Facebookowa grupa „ LDZ Zmotoryzowani Łodzianie” uważa, że władze Łodzi dyskryminują osoby poruszające się autami. Przejawem tego jest m.in.: zawężanie ulic, zmniejszanie liczby miejsc parkingowych i podwyżki opłat, wprowadzanie buspasów itp.
Czy rzeczywiście tak jest? Zapytaliśmy urzędników
Maciej Sobieraj, zast., dyr. ZDiT
Miasto w żaden sposób nie dyskryminuje łódzkich kierowców. Zdajemy sobie sprawę, że w ciągu 10 lat przybyło w Łodzi 130 tysięcy aut i jest ich obecnie już ponad pół miliona. Dlatego w ostatniej dekadzie wykonaliśmy 300 inwestycji drogowych wartych kilka miliardów złotych.

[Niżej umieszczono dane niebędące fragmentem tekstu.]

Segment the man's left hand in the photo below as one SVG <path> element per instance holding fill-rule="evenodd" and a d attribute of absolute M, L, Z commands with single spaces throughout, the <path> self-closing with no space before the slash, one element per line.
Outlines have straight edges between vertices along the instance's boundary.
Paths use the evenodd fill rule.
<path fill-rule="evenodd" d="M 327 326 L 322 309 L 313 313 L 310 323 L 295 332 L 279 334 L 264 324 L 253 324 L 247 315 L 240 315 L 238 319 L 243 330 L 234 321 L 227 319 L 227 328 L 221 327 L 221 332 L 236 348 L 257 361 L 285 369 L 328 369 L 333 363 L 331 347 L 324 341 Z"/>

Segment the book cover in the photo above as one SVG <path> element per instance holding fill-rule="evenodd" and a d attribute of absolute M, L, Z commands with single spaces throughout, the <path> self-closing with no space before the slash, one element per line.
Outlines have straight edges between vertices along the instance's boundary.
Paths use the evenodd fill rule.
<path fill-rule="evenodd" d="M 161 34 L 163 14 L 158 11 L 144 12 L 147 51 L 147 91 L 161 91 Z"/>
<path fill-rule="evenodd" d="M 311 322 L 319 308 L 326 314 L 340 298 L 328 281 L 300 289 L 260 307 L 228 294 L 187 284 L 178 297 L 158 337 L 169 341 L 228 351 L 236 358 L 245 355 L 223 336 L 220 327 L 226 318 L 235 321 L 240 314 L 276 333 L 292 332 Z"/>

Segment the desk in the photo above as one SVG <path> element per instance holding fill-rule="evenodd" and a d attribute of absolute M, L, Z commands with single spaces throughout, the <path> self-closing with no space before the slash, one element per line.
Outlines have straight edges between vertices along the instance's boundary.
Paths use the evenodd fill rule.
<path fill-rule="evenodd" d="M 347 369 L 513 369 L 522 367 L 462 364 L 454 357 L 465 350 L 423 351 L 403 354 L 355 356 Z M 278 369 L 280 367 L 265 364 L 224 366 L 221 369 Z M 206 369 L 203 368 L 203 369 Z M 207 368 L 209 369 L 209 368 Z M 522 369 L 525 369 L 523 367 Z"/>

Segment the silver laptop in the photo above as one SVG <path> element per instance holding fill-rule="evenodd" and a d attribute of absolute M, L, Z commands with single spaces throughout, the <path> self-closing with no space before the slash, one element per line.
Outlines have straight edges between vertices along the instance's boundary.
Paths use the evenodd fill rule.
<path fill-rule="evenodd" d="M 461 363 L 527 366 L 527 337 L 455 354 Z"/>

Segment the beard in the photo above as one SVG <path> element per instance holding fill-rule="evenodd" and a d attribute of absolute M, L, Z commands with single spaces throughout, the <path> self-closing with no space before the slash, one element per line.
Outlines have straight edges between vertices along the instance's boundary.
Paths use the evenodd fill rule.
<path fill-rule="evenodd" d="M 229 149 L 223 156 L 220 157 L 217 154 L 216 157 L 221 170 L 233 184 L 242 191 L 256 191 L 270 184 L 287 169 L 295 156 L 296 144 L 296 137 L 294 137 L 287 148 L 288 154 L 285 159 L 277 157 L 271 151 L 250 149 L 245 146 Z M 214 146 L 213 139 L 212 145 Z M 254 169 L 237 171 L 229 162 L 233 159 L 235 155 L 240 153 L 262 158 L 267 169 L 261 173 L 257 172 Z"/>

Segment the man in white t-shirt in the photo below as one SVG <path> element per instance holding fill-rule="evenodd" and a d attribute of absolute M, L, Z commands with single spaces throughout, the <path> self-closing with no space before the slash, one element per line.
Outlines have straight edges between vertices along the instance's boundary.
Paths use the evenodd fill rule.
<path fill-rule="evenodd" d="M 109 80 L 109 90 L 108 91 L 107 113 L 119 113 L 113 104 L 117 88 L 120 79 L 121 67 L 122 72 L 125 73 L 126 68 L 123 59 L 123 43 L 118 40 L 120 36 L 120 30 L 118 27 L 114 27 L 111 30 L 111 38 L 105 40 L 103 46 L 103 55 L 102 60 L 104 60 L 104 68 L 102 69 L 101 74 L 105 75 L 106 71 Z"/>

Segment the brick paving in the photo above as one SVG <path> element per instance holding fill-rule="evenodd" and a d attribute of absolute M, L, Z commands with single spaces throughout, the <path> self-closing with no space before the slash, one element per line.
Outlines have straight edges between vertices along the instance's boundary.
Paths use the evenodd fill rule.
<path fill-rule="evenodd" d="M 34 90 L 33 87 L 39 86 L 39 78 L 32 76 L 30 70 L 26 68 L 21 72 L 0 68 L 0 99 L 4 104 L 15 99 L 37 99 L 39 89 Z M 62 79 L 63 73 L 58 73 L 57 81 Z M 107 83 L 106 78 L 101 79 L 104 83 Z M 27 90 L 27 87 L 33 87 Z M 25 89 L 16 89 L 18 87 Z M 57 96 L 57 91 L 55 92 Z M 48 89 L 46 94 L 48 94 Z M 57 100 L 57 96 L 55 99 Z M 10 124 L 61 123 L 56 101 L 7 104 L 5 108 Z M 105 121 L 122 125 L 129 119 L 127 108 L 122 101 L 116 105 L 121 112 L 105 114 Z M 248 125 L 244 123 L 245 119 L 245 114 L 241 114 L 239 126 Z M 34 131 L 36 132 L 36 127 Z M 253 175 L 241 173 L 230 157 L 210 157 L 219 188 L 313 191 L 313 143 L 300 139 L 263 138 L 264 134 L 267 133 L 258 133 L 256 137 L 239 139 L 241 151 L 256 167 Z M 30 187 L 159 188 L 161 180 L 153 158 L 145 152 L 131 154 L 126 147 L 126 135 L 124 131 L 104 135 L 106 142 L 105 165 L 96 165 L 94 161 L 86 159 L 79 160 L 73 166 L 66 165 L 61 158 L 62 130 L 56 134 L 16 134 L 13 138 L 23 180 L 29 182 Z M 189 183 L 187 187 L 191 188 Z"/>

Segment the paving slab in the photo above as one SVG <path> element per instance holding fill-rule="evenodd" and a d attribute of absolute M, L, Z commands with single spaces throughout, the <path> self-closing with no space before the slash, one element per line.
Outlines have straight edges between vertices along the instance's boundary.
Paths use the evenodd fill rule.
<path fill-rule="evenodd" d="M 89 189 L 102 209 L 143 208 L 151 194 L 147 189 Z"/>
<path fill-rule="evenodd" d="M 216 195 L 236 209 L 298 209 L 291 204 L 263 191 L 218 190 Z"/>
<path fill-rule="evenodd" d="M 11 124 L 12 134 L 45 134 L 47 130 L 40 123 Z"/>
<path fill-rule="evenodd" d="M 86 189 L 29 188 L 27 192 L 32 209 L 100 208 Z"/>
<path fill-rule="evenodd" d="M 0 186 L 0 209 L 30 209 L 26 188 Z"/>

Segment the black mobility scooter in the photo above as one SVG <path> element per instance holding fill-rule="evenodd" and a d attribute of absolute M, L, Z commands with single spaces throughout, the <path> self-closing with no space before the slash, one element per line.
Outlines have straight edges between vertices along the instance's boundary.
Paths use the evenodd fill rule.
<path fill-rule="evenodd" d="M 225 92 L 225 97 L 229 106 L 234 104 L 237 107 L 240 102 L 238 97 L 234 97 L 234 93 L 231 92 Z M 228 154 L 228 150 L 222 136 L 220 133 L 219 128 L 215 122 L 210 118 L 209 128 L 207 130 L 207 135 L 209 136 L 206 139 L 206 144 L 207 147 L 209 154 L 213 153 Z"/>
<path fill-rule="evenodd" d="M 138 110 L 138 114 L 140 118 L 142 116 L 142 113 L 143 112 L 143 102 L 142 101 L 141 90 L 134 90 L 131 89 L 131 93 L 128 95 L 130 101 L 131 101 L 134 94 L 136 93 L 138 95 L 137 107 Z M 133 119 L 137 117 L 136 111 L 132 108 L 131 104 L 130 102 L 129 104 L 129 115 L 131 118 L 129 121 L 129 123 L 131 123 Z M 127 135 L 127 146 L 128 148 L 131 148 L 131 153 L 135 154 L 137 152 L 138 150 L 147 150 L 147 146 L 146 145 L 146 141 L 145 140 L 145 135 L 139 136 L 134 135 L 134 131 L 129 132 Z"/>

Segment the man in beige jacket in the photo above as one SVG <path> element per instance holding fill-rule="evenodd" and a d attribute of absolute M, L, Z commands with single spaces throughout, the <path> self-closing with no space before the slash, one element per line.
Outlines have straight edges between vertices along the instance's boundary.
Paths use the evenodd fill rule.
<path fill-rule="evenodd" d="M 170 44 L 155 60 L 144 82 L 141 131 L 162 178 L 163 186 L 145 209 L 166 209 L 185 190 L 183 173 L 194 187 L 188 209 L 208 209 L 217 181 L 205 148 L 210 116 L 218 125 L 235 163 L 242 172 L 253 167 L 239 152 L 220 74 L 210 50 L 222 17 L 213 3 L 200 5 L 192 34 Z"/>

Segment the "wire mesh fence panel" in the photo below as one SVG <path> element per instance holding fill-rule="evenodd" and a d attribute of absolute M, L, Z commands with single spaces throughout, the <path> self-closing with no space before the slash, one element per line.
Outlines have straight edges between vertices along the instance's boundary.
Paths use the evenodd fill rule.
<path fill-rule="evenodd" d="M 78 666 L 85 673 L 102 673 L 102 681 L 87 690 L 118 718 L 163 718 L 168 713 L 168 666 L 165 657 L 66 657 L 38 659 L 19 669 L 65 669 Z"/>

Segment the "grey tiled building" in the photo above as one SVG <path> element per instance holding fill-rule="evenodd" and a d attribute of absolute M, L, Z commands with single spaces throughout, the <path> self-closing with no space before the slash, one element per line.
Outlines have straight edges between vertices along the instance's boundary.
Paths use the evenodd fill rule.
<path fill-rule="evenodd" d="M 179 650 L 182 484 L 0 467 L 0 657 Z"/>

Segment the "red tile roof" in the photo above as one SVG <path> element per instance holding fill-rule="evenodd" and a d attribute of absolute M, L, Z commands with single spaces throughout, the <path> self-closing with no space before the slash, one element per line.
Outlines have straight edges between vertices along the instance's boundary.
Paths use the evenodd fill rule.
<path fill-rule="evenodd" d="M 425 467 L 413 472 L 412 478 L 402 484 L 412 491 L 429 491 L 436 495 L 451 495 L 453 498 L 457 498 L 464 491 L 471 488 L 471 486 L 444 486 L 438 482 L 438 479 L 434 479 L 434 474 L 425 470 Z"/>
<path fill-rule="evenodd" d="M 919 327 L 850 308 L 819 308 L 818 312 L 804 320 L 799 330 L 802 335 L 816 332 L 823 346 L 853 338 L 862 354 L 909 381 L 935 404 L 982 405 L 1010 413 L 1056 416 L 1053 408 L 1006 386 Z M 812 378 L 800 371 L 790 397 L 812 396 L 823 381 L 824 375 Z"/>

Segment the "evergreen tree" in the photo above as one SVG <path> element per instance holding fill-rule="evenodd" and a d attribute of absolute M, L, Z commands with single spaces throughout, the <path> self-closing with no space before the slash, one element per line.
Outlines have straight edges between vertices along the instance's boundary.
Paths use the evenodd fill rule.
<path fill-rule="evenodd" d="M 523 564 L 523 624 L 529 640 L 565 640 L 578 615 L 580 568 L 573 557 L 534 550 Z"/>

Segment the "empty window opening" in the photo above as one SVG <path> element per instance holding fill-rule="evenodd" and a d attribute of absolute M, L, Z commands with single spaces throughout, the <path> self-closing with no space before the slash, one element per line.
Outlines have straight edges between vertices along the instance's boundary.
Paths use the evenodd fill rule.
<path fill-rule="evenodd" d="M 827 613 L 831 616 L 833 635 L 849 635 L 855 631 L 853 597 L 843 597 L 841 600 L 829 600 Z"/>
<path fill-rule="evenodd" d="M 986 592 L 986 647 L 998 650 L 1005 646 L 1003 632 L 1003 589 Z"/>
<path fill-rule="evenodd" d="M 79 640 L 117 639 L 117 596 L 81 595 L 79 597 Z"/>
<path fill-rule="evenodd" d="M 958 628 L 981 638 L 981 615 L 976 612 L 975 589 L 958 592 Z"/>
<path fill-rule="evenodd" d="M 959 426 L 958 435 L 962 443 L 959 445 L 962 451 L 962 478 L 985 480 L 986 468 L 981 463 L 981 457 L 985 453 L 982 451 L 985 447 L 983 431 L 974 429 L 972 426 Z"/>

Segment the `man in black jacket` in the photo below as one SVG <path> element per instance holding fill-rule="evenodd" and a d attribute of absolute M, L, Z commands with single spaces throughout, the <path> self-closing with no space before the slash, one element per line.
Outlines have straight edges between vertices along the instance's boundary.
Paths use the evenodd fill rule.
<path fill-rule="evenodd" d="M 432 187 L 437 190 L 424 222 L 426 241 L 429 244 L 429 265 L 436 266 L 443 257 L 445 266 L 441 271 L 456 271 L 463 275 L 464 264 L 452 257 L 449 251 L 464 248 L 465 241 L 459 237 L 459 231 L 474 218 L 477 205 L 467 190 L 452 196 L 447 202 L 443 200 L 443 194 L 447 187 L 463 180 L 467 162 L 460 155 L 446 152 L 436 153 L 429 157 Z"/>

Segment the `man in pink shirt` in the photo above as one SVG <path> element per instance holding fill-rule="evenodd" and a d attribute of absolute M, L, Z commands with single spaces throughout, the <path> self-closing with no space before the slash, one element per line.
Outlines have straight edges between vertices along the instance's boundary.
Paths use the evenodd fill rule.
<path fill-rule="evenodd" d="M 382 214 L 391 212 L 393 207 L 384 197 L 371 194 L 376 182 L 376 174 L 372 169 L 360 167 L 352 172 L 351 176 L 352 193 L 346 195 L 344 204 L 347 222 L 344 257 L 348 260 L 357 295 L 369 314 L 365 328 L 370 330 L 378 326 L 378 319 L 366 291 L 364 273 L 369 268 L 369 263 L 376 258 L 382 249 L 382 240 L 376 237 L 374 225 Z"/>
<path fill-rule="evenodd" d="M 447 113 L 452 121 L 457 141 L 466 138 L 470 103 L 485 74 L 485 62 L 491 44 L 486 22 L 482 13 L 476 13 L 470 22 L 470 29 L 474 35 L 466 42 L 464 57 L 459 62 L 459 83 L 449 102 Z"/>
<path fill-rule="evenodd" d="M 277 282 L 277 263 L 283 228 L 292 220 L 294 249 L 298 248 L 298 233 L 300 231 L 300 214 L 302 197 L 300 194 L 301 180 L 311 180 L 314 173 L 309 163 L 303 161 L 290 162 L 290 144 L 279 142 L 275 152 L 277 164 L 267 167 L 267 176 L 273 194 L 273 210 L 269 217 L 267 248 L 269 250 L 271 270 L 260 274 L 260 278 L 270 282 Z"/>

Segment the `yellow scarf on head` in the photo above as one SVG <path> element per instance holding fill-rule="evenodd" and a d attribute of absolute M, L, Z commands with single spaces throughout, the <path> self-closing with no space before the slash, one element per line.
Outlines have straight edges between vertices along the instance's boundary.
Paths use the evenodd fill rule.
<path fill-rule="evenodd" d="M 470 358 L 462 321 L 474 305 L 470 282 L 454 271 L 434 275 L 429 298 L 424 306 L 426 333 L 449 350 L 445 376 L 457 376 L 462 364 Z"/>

Tobiasz Bocheński, wojewoda łódzki
Oczywiście, że są. Każdy kierowca to potwierdzi – nie wspomnę o taksówkarzu. Łodzianie chcą jeździć samochodami. Rodziny uważają to za najlepszy środek komunikacji, zaś urzędnicy nie proponując alternatywy robią wszystko by korków był więcej. Remonty są bezmyślnie niedostosowane do naszych warunków.
Dariusz Klimczak, PSL
Czas skończyć ze sztucznym podziałem na kierowców, pasażerów MPK, rowerzystów i pieszych. W każdej rodzinie są kierowcy, korzystający z komunikacji miejskiej, rowerzyści a każdy z nas przecież bywa pieszym. Miasto musi dbać o wygodę wszystkich i zapewnić zrównoważony rozwój wszystkich środków transportu.